An ability to make a payment by various modes like online transfer, credit/debit card, check, over the phone, and/or patient portal would ease the process ending up collecting more revenue for the practice.

  • Payment Plans

Bring the EMI plans in to place for the patients having huge overdue. This would be more helpful as the patient would be able to afford and practice will be able to collect rather than sending it to a collection agency.
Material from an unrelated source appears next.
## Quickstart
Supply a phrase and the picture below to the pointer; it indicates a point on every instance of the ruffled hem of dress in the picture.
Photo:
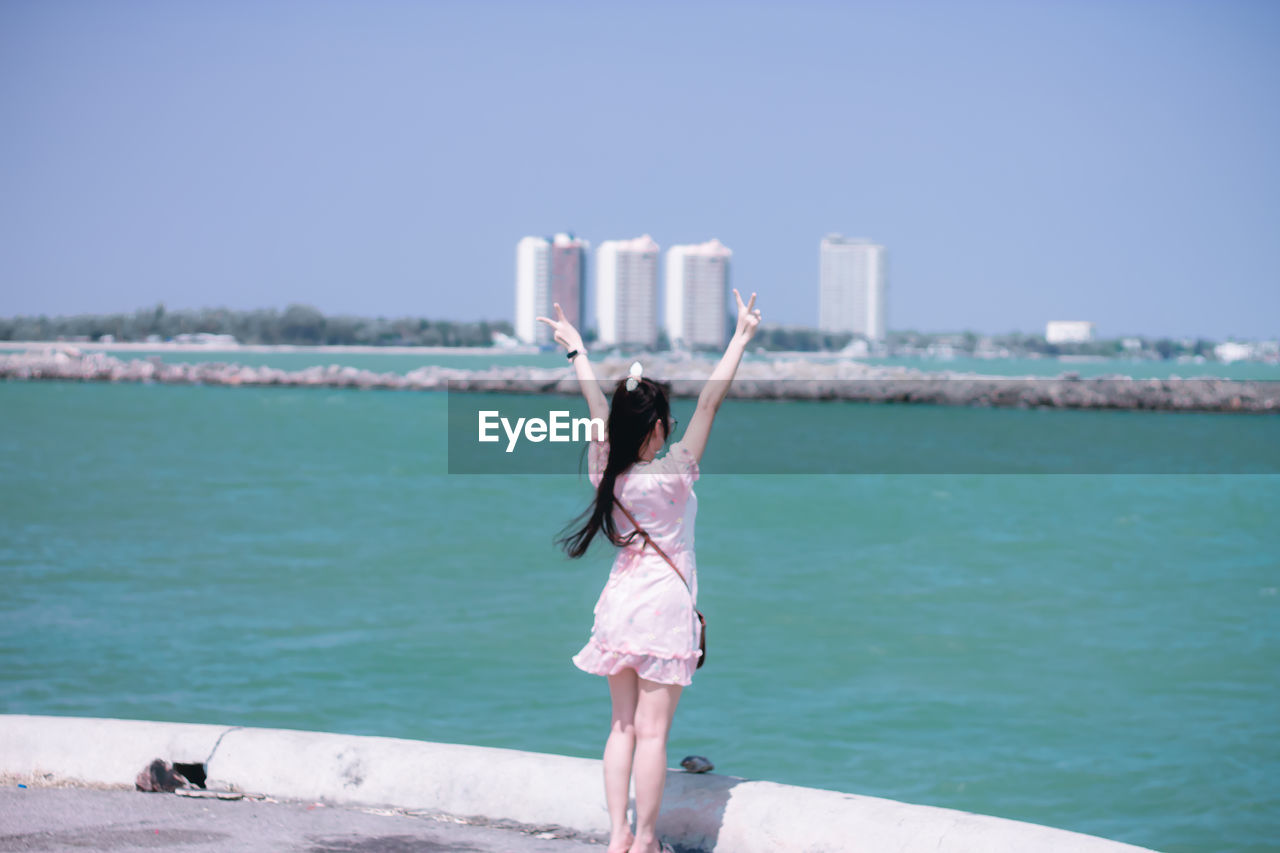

  • Timely Followup and Tracking

The front desk should create a culture to do regular follow up with the patients having an outstanding balance, explaining them the ease of payment methods and plans. Also, any payment collected should be accurately tracked.

  • Schedule a regular meeting to review finances

One cannot drive improvement in payment collections unless you track and manage your results.  Make reviewing your payment collections a standard part of your regular financial meeting.  Analyze your progress and determine which strategies are working, and which aren’t. This should be at least a monthly process.

  • Use USPS address service

Not having an updated address after patients have relocated is another common challenge to payment collections.  If this is a frequent problem at your practice, consider adding “address service requested” to any bills you mail so that the U.S. postal service sends you the patient’s correct address (for a minimal fee).

  • Incentivize your billing staff

Constantly following up on past due to accounts with unresponsive patients can be tiring and demotivating for staff.  A little extra encouragement in the form of an incentive program can motivate the staff to collect such accounts.

  • Train staff to prompt for payment

Provide your staff with scripts on how to deal with overdue accounts.  Even though staff might be frustrated by repeated attempts to contact the patient, they should always be courteous and respectful. Make sure all front office staff knows when to prompt patients about unpaid bills, and can provide patients with information on practice rates and methods of payment.

  • Know when to use a collections agency

Set a dollar amount and time limit for referring past due bills to a collection agency. If you’ve gotten to the 90-day mark and the patient still hasn’t paid, it’s time to consider using a collection service. This 90-day mark may vary from practice to practice too. At that point, it’s unlikely that your staff is going to get anywhere. A notification from a third-party agency can make the patient realize you mean business.